NEW ORLEANS (Blanchard & Co) – As the economy enters the summer months with many important indicators flashing negative signals, including weak job creation, marginal overall growth, and a big question mark about the global debt crisis, this may be a year where gold’s seasonal dip is minimal.
“The gold market traditionally slows during the summer before charging upward over the last five months of the year, but we don’t expect to see any major seasonal price drops this year,” says David Beahm, Vice President of Marketing and Economic Research for Blanchard and Company. “There are very few places outside of gold right now where investors can find a safe haven for their money, so we expect a flight to quality to buoy both demand and price.”

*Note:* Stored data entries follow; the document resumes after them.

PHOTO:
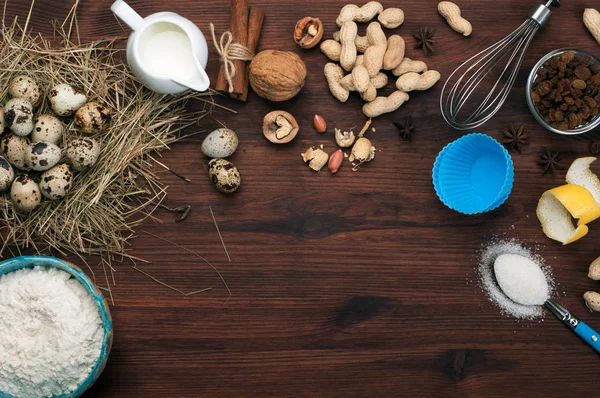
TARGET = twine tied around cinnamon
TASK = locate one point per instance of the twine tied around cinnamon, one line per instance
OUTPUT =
(229, 52)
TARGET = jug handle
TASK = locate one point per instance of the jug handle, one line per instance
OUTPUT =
(127, 15)
(201, 85)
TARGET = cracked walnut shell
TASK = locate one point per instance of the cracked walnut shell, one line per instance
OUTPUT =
(277, 75)
(308, 32)
(280, 127)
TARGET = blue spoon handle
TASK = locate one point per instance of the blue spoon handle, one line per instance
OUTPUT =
(589, 335)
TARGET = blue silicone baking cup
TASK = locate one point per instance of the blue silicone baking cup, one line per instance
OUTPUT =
(21, 262)
(473, 174)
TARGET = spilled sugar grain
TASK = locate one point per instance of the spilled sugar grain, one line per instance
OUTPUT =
(490, 287)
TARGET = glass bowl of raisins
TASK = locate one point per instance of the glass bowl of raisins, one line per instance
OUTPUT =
(563, 91)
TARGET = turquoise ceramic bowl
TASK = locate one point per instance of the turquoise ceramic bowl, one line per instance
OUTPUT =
(17, 263)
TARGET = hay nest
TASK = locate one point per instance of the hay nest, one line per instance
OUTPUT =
(108, 201)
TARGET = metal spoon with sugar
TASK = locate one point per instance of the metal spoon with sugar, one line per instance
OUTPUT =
(523, 281)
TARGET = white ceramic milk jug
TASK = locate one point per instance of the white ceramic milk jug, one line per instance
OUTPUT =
(167, 52)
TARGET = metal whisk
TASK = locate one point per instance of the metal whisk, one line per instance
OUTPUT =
(455, 95)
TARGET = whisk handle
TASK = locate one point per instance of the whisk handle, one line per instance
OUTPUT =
(540, 14)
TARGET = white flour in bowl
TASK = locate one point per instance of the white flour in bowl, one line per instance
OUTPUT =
(50, 333)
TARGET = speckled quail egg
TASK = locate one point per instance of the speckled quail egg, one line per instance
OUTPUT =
(42, 156)
(55, 183)
(92, 117)
(14, 149)
(221, 143)
(18, 116)
(25, 193)
(7, 174)
(224, 175)
(25, 87)
(66, 99)
(47, 128)
(83, 153)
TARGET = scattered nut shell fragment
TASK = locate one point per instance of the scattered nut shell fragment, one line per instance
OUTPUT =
(319, 123)
(344, 139)
(316, 158)
(335, 161)
(308, 32)
(362, 151)
(592, 300)
(280, 127)
(594, 271)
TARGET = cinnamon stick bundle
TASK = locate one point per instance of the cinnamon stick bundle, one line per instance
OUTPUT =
(255, 21)
(238, 26)
(245, 25)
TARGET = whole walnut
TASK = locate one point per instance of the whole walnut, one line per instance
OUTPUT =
(277, 75)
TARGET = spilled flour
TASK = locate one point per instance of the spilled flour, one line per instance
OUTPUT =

As the U.S. struggles with its debt, many in the marketplace ponder what is next once QE2 runs its course. Blanchard sees stagflation asserting its presence and creating an environment that will make gold the most attractive investment where investors can safeguard and grow their assets.
“In April we predicted that the global debt crisis would likely create the exact scenario that’s happening right now,” Beahm says. “Many everyday investors have shied away from the stock market, and Wall Street has been spooked by employment numbers that came in far below expectations. People are looking for an alternative asset class to protect what they have, and gold is that investment.”
Blanchard sees gold strongly locked in the $1,480-$1,540 range over the near term with significant upside breakout potential as the dollar weakens and inflation increases. The company also believes new record highs will be achieved later this year and into the coming years.